Weeks 9-12: The morning sickness continued and worsened in severity, and I was strongly advised to take anti-sickness medication, which did make a difference. I was still struggling to eat, so was relying on snacking (and the odd bacon butty…) and silly things like doing the food shopping was impossible. My pain had really settled by this point and my bump was starting to show around week 10/11, and my face had become more rounded. My skin unfortunately flared up quite a bit around my chin, which we put down to all the hormone fluctuations, and I was experiencing intense fatigue that meant I was in bed so early I hardly saw my husband!
Cravings: my only main cravings were strawberries, pineapple and pizza (specifically from Pizza Hut!). Even now fruit is my most favourite thing to eat.
Scans: we had scans at 5 weeks, 6 weeks, 12 weeks and 13 weeks (we’ve also had a few extra as the weeks have gone by – keep your eyes peeled for my second trimester post!)
Midwife: I first saw our community midwife at around 9 weeks and we booked into the hospital I would like to give birth in. We also had our specialist obstetrician appointment made due to the complications I have had throughout and my complex medical history.
Medication: I managed to wean off my regular pain relief at around 7/8 weeks – partly because I was battling with severe morning sickness and a stomach bug – and, up until a few days ago, was only taking paracetamol as needed.
Endometriosis: Pain-free for the initial couple of weeks, severe pain from around weeks 4-6, and then almost complete relief until probably week 13. It is a complete myth that pregnant patients with Endometriosis will be “cured”, experience “total relief” or have “no problems”, and I have had this confirmed by my specialist obstetrician team. There is also a lot of evidence online and several forum groups that discuss how Endometriosis can often remain unchanged throughout pregnancy.
Adenomyosis: I’d say it’s hard to distinguish between my Endo and Adeno pain sometimes, however, it has followed a similar pattern to what I have described above.
Interstitial Cystitis: I experienced almost weekly urine infections from the moment I fell pregnant.
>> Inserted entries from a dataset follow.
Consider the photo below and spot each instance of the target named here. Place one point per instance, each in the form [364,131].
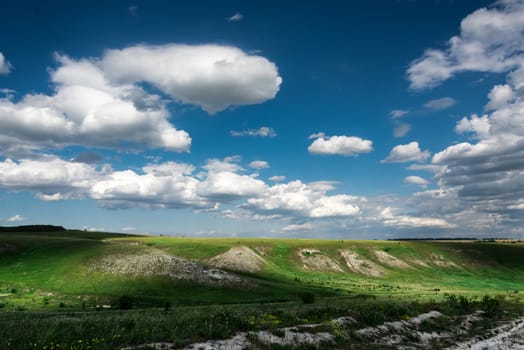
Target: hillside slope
[77,269]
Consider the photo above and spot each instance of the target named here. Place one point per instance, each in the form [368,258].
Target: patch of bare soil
[390,260]
[360,265]
[424,331]
[507,336]
[440,261]
[418,262]
[239,259]
[312,260]
[158,263]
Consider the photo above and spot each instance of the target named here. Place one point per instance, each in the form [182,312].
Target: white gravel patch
[508,337]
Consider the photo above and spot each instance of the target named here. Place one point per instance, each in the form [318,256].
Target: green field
[77,275]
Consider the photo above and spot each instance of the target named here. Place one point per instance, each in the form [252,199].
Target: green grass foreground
[52,298]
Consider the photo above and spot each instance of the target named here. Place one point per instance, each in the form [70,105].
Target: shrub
[307,297]
[125,302]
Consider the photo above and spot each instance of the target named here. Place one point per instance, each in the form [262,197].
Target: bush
[307,297]
[125,302]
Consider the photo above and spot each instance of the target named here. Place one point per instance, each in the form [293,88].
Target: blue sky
[365,119]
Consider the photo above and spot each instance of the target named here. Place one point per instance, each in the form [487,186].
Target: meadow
[83,290]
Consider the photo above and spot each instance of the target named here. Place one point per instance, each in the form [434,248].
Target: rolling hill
[78,269]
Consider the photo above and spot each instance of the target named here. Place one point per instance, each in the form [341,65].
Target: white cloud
[16,218]
[259,164]
[477,125]
[297,198]
[339,145]
[397,113]
[229,164]
[485,173]
[277,178]
[224,186]
[441,103]
[48,176]
[416,180]
[406,153]
[5,66]
[264,131]
[401,130]
[489,41]
[236,17]
[87,110]
[390,219]
[213,77]
[499,97]
[297,227]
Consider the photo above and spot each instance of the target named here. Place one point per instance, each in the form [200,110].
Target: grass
[50,294]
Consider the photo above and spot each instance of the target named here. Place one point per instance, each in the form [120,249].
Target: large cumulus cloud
[481,177]
[102,102]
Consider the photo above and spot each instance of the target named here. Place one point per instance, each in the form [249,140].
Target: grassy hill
[92,290]
[77,269]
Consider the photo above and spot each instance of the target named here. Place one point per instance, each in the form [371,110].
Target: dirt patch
[418,262]
[314,261]
[158,263]
[360,265]
[239,259]
[440,261]
[390,260]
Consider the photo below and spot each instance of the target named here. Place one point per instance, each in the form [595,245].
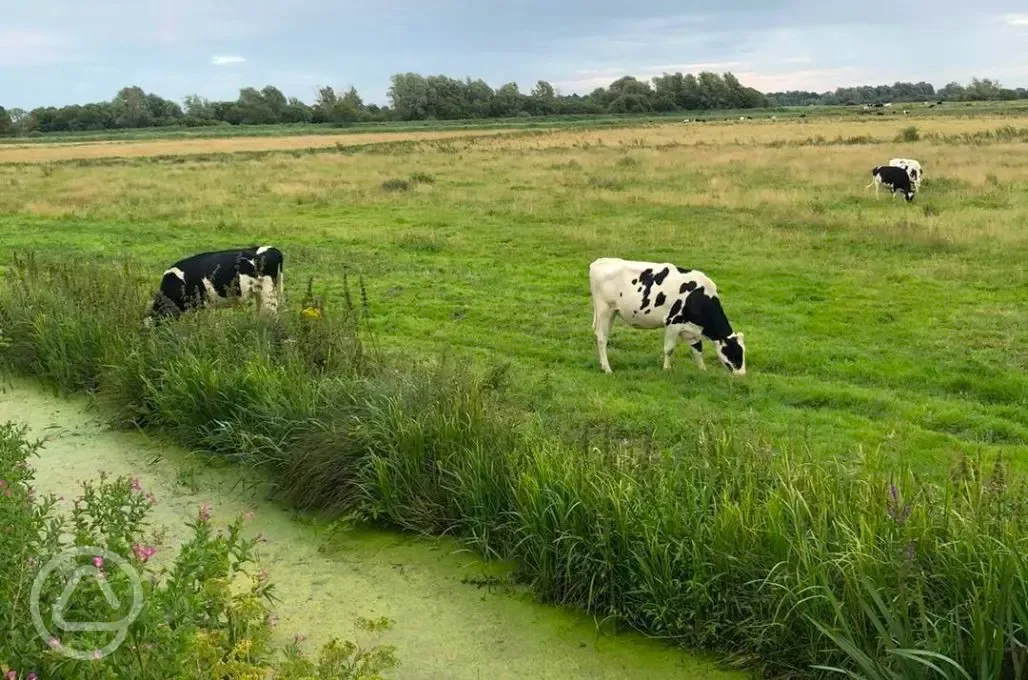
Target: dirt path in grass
[446,625]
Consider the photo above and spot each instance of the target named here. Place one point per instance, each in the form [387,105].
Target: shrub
[777,560]
[191,621]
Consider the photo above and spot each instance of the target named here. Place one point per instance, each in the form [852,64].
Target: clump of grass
[725,542]
[396,184]
[426,242]
[909,134]
[421,178]
[606,183]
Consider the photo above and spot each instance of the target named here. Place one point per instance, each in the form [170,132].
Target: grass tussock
[729,543]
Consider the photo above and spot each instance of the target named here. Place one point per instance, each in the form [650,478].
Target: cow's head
[732,353]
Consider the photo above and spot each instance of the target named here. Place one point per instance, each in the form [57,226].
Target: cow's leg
[268,295]
[602,321]
[697,348]
[670,340]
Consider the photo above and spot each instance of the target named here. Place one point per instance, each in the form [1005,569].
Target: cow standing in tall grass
[217,277]
[649,295]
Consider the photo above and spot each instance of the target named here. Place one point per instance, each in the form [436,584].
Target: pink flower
[143,553]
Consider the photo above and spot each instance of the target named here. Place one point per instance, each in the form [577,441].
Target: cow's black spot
[647,280]
[733,352]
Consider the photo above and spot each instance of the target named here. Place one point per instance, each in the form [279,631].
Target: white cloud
[21,47]
[227,60]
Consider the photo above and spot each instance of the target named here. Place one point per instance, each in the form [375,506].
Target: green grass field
[870,323]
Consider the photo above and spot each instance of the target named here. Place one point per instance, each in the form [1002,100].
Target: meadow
[785,519]
[870,323]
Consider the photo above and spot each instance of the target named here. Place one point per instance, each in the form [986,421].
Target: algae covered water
[453,618]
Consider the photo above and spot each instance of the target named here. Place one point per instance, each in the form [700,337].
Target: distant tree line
[979,91]
[414,97]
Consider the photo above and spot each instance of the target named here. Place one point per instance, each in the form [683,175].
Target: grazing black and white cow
[913,169]
[215,277]
[684,302]
[894,178]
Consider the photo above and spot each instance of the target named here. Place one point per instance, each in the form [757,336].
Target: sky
[72,51]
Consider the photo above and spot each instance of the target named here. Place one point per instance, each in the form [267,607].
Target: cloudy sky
[62,51]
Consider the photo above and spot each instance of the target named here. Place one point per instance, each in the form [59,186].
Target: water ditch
[455,616]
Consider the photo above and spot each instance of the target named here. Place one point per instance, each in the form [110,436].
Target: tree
[408,95]
[132,109]
[197,107]
[507,102]
[479,99]
[253,108]
[274,101]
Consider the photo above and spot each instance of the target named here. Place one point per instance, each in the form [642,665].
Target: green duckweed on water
[454,616]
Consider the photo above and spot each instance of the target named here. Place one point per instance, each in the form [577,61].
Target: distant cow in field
[649,295]
[215,277]
[894,178]
[913,169]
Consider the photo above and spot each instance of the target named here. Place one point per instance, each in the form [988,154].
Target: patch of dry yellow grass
[109,149]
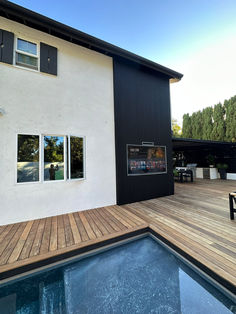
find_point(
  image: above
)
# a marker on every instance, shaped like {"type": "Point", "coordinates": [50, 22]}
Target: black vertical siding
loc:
{"type": "Point", "coordinates": [6, 46]}
{"type": "Point", "coordinates": [142, 113]}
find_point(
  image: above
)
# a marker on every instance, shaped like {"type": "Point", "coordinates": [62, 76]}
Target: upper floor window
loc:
{"type": "Point", "coordinates": [26, 54]}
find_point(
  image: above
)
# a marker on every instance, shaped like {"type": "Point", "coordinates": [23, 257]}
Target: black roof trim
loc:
{"type": "Point", "coordinates": [192, 140]}
{"type": "Point", "coordinates": [37, 21]}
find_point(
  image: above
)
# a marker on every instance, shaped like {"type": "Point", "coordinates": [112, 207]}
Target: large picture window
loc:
{"type": "Point", "coordinates": [144, 160]}
{"type": "Point", "coordinates": [75, 157]}
{"type": "Point", "coordinates": [61, 158]}
{"type": "Point", "coordinates": [53, 158]}
{"type": "Point", "coordinates": [27, 158]}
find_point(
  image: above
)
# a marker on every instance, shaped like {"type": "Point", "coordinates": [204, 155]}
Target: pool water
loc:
{"type": "Point", "coordinates": [137, 277]}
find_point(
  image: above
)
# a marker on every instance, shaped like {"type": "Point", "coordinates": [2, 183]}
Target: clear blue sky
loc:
{"type": "Point", "coordinates": [194, 37]}
{"type": "Point", "coordinates": [165, 31]}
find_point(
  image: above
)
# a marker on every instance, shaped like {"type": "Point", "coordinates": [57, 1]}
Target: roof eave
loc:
{"type": "Point", "coordinates": [52, 27]}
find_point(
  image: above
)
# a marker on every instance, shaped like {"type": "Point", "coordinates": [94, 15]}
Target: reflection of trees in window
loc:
{"type": "Point", "coordinates": [76, 156]}
{"type": "Point", "coordinates": [53, 158]}
{"type": "Point", "coordinates": [28, 148]}
{"type": "Point", "coordinates": [53, 149]}
{"type": "Point", "coordinates": [28, 158]}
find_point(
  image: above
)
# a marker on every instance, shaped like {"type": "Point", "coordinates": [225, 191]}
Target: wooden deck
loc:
{"type": "Point", "coordinates": [195, 220]}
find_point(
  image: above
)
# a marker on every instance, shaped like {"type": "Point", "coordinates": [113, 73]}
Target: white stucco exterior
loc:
{"type": "Point", "coordinates": [78, 101]}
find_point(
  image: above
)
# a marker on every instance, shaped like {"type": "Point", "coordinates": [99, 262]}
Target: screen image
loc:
{"type": "Point", "coordinates": [146, 159]}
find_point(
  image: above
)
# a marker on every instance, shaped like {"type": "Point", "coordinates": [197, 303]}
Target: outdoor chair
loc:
{"type": "Point", "coordinates": [232, 200]}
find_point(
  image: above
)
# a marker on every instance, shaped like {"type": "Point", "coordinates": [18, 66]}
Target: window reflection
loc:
{"type": "Point", "coordinates": [76, 157]}
{"type": "Point", "coordinates": [28, 158]}
{"type": "Point", "coordinates": [53, 158]}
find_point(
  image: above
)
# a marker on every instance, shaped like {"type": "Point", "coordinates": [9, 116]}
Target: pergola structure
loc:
{"type": "Point", "coordinates": [189, 151]}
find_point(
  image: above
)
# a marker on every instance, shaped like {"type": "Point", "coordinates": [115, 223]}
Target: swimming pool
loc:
{"type": "Point", "coordinates": [138, 277]}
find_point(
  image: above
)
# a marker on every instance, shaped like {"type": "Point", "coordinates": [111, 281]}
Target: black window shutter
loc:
{"type": "Point", "coordinates": [6, 46]}
{"type": "Point", "coordinates": [48, 59]}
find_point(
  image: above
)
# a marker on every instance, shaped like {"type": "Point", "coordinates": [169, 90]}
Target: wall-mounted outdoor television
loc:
{"type": "Point", "coordinates": [145, 160]}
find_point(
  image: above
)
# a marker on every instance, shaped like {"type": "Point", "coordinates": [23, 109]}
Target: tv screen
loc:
{"type": "Point", "coordinates": [143, 160]}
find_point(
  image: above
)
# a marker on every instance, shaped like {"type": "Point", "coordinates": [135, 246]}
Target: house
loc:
{"type": "Point", "coordinates": [83, 123]}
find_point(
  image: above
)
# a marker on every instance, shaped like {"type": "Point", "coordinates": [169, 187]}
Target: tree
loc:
{"type": "Point", "coordinates": [230, 121]}
{"type": "Point", "coordinates": [187, 126]}
{"type": "Point", "coordinates": [176, 129]}
{"type": "Point", "coordinates": [218, 131]}
{"type": "Point", "coordinates": [207, 123]}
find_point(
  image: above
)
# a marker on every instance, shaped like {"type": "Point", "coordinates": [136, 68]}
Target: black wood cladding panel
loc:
{"type": "Point", "coordinates": [142, 113]}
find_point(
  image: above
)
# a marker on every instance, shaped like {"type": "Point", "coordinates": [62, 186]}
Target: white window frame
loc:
{"type": "Point", "coordinates": [69, 160]}
{"type": "Point", "coordinates": [27, 53]}
{"type": "Point", "coordinates": [16, 173]}
{"type": "Point", "coordinates": [41, 158]}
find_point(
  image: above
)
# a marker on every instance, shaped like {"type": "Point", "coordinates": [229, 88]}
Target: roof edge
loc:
{"type": "Point", "coordinates": [35, 20]}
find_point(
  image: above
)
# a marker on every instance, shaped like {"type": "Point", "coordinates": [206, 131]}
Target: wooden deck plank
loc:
{"type": "Point", "coordinates": [8, 234]}
{"type": "Point", "coordinates": [109, 220]}
{"type": "Point", "coordinates": [29, 241]}
{"type": "Point", "coordinates": [44, 247]}
{"type": "Point", "coordinates": [53, 235]}
{"type": "Point", "coordinates": [68, 232]}
{"type": "Point", "coordinates": [96, 230]}
{"type": "Point", "coordinates": [80, 226]}
{"type": "Point", "coordinates": [11, 245]}
{"type": "Point", "coordinates": [195, 219]}
{"type": "Point", "coordinates": [75, 231]}
{"type": "Point", "coordinates": [61, 239]}
{"type": "Point", "coordinates": [87, 227]}
{"type": "Point", "coordinates": [19, 246]}
{"type": "Point", "coordinates": [38, 238]}
{"type": "Point", "coordinates": [113, 218]}
{"type": "Point", "coordinates": [98, 222]}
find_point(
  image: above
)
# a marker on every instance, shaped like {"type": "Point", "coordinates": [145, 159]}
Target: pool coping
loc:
{"type": "Point", "coordinates": [86, 247]}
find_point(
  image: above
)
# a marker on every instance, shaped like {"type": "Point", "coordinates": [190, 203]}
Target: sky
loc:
{"type": "Point", "coordinates": [194, 37]}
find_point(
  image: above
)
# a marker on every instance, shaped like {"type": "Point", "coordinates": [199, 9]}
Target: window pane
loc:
{"type": "Point", "coordinates": [53, 158]}
{"type": "Point", "coordinates": [76, 157]}
{"type": "Point", "coordinates": [28, 158]}
{"type": "Point", "coordinates": [25, 60]}
{"type": "Point", "coordinates": [26, 46]}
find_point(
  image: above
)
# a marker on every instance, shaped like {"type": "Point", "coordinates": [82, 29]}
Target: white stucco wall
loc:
{"type": "Point", "coordinates": [78, 101]}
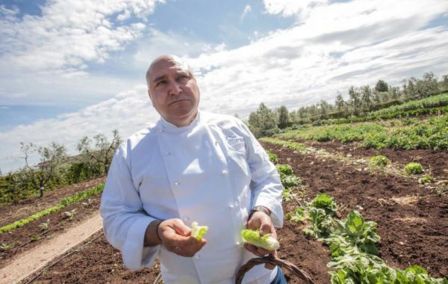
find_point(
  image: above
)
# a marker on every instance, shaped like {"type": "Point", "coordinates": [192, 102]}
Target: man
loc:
{"type": "Point", "coordinates": [190, 166]}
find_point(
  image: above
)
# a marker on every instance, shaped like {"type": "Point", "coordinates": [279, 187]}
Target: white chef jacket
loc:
{"type": "Point", "coordinates": [212, 171]}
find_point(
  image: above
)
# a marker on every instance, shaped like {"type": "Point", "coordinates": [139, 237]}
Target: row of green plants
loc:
{"type": "Point", "coordinates": [435, 105]}
{"type": "Point", "coordinates": [289, 180]}
{"type": "Point", "coordinates": [397, 134]}
{"type": "Point", "coordinates": [67, 201]}
{"type": "Point", "coordinates": [353, 244]}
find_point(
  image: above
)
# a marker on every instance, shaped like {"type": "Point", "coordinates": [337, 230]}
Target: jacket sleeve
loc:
{"type": "Point", "coordinates": [124, 219]}
{"type": "Point", "coordinates": [265, 185]}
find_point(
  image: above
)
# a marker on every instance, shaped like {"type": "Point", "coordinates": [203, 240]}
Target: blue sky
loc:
{"type": "Point", "coordinates": [76, 67]}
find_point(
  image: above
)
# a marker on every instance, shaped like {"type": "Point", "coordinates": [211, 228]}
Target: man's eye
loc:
{"type": "Point", "coordinates": [183, 78]}
{"type": "Point", "coordinates": [160, 83]}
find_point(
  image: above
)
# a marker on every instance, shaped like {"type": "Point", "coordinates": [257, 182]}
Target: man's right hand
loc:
{"type": "Point", "coordinates": [176, 237]}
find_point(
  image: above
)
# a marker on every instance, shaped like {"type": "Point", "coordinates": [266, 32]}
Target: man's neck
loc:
{"type": "Point", "coordinates": [183, 122]}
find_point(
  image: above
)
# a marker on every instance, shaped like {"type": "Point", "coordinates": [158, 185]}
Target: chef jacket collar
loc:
{"type": "Point", "coordinates": [171, 128]}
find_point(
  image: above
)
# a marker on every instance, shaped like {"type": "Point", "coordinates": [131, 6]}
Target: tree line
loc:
{"type": "Point", "coordinates": [56, 168]}
{"type": "Point", "coordinates": [358, 102]}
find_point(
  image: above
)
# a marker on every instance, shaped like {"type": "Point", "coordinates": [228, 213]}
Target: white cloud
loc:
{"type": "Point", "coordinates": [292, 7]}
{"type": "Point", "coordinates": [340, 44]}
{"type": "Point", "coordinates": [69, 34]}
{"type": "Point", "coordinates": [247, 10]}
{"type": "Point", "coordinates": [128, 112]}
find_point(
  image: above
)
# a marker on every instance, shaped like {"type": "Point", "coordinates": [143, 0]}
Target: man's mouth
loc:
{"type": "Point", "coordinates": [178, 101]}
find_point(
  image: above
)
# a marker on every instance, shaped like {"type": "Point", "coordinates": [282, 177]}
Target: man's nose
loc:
{"type": "Point", "coordinates": [174, 88]}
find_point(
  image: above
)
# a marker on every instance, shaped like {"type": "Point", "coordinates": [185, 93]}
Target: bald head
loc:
{"type": "Point", "coordinates": [167, 58]}
{"type": "Point", "coordinates": [173, 90]}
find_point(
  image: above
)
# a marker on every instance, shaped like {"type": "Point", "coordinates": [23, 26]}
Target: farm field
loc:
{"type": "Point", "coordinates": [411, 214]}
{"type": "Point", "coordinates": [412, 219]}
{"type": "Point", "coordinates": [34, 233]}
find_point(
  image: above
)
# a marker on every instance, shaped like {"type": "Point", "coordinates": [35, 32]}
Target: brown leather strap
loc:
{"type": "Point", "coordinates": [276, 261]}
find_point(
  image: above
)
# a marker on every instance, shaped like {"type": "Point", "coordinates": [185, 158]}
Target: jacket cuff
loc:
{"type": "Point", "coordinates": [135, 255]}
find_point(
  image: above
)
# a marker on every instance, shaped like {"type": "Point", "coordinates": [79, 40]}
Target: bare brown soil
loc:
{"type": "Point", "coordinates": [434, 163]}
{"type": "Point", "coordinates": [98, 262]}
{"type": "Point", "coordinates": [34, 233]}
{"type": "Point", "coordinates": [412, 221]}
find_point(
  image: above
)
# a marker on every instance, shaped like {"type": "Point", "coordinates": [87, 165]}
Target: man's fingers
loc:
{"type": "Point", "coordinates": [267, 228]}
{"type": "Point", "coordinates": [181, 228]}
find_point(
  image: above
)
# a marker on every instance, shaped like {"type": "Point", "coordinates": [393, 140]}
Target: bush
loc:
{"type": "Point", "coordinates": [273, 157]}
{"type": "Point", "coordinates": [425, 179]}
{"type": "Point", "coordinates": [413, 168]}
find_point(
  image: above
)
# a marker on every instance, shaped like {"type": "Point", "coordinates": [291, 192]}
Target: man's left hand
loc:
{"type": "Point", "coordinates": [260, 221]}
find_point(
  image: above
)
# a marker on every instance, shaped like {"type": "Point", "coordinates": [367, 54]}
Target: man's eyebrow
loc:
{"type": "Point", "coordinates": [161, 77]}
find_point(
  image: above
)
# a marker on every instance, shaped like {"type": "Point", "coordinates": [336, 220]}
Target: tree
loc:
{"type": "Point", "coordinates": [51, 158]}
{"type": "Point", "coordinates": [324, 108]}
{"type": "Point", "coordinates": [381, 86]}
{"type": "Point", "coordinates": [283, 117]}
{"type": "Point", "coordinates": [340, 103]}
{"type": "Point", "coordinates": [101, 153]}
{"type": "Point", "coordinates": [262, 122]}
{"type": "Point", "coordinates": [444, 83]}
{"type": "Point", "coordinates": [366, 98]}
{"type": "Point", "coordinates": [355, 100]}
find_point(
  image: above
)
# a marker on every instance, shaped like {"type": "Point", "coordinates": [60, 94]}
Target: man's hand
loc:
{"type": "Point", "coordinates": [261, 222]}
{"type": "Point", "coordinates": [176, 237]}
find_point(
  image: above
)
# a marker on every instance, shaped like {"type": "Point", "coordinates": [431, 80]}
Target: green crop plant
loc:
{"type": "Point", "coordinates": [426, 179]}
{"type": "Point", "coordinates": [413, 168]}
{"type": "Point", "coordinates": [353, 243]}
{"type": "Point", "coordinates": [7, 246]}
{"type": "Point", "coordinates": [379, 161]}
{"type": "Point", "coordinates": [78, 197]}
{"type": "Point", "coordinates": [285, 169]}
{"type": "Point", "coordinates": [289, 181]}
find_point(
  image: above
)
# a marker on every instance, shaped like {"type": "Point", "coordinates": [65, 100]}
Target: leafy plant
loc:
{"type": "Point", "coordinates": [80, 196]}
{"type": "Point", "coordinates": [426, 179]}
{"type": "Point", "coordinates": [290, 181]}
{"type": "Point", "coordinates": [379, 161]}
{"type": "Point", "coordinates": [272, 157]}
{"type": "Point", "coordinates": [284, 169]}
{"type": "Point", "coordinates": [7, 246]}
{"type": "Point", "coordinates": [44, 226]}
{"type": "Point", "coordinates": [413, 168]}
{"type": "Point", "coordinates": [353, 246]}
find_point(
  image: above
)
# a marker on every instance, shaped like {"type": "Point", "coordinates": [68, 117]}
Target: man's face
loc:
{"type": "Point", "coordinates": [173, 91]}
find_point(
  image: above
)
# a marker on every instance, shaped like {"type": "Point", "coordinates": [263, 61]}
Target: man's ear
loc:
{"type": "Point", "coordinates": [149, 95]}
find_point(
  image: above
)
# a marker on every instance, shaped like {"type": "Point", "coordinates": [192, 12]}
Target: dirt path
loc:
{"type": "Point", "coordinates": [31, 261]}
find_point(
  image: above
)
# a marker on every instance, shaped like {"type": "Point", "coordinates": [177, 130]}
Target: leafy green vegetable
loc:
{"type": "Point", "coordinates": [413, 168]}
{"type": "Point", "coordinates": [197, 231]}
{"type": "Point", "coordinates": [379, 161]}
{"type": "Point", "coordinates": [353, 246]}
{"type": "Point", "coordinates": [263, 241]}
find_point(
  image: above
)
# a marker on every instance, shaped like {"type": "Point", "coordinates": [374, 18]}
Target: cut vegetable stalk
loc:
{"type": "Point", "coordinates": [263, 241]}
{"type": "Point", "coordinates": [197, 231]}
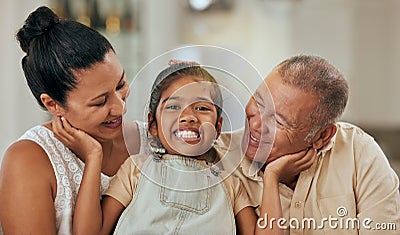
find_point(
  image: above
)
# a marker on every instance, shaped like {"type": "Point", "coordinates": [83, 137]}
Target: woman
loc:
{"type": "Point", "coordinates": [73, 72]}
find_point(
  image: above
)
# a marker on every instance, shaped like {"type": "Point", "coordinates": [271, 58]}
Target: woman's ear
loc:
{"type": "Point", "coordinates": [324, 136]}
{"type": "Point", "coordinates": [152, 125]}
{"type": "Point", "coordinates": [218, 127]}
{"type": "Point", "coordinates": [52, 106]}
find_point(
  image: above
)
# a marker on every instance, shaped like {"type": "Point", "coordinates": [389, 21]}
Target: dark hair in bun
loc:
{"type": "Point", "coordinates": [55, 49]}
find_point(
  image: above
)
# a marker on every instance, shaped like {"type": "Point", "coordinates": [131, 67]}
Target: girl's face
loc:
{"type": "Point", "coordinates": [186, 118]}
{"type": "Point", "coordinates": [97, 104]}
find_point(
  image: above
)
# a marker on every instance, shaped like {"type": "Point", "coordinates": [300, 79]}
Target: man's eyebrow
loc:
{"type": "Point", "coordinates": [259, 96]}
{"type": "Point", "coordinates": [178, 97]}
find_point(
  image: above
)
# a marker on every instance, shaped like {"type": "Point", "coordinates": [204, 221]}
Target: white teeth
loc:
{"type": "Point", "coordinates": [253, 138]}
{"type": "Point", "coordinates": [186, 134]}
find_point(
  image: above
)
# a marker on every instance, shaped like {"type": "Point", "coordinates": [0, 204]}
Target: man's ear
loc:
{"type": "Point", "coordinates": [152, 125]}
{"type": "Point", "coordinates": [324, 136]}
{"type": "Point", "coordinates": [218, 127]}
{"type": "Point", "coordinates": [51, 105]}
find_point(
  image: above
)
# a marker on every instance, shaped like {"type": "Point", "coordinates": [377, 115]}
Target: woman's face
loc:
{"type": "Point", "coordinates": [97, 103]}
{"type": "Point", "coordinates": [186, 118]}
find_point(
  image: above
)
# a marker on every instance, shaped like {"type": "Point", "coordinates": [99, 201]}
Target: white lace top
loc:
{"type": "Point", "coordinates": [68, 170]}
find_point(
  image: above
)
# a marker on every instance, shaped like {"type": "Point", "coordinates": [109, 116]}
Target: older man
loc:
{"type": "Point", "coordinates": [350, 187]}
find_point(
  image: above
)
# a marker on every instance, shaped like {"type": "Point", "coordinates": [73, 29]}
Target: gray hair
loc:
{"type": "Point", "coordinates": [316, 75]}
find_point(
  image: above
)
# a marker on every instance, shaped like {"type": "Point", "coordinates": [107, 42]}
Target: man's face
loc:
{"type": "Point", "coordinates": [186, 118]}
{"type": "Point", "coordinates": [292, 109]}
This can be due to the way hormones change the urethra, however the frequency that I have had them is due to my I.C. I remember my specialist urologist telling me that pregnancy was a bit hit and miss – it would either make it loads better or loads worse. I have been infection-free since the end of February, but have experienced a lot of other urinary symptoms (there will be a future post!).
M.E./CFS: my M.E./CFS is fairly well-controlled, and is definitely linked to my pain – if I have periods of severe pain, my fatigue will often follow in flaring up. Pregnancy is renowned for causing fatigue, so I think at times I have just experienced it being just that bit more intense and often accompanied with the typical M.E./CFS symptoms such as aching legs/muscles, joint pain and brain fog. Initially it was more prevalent in the earlier weeks, and I would get home from work, have dinner then go to bed, but it feels better now.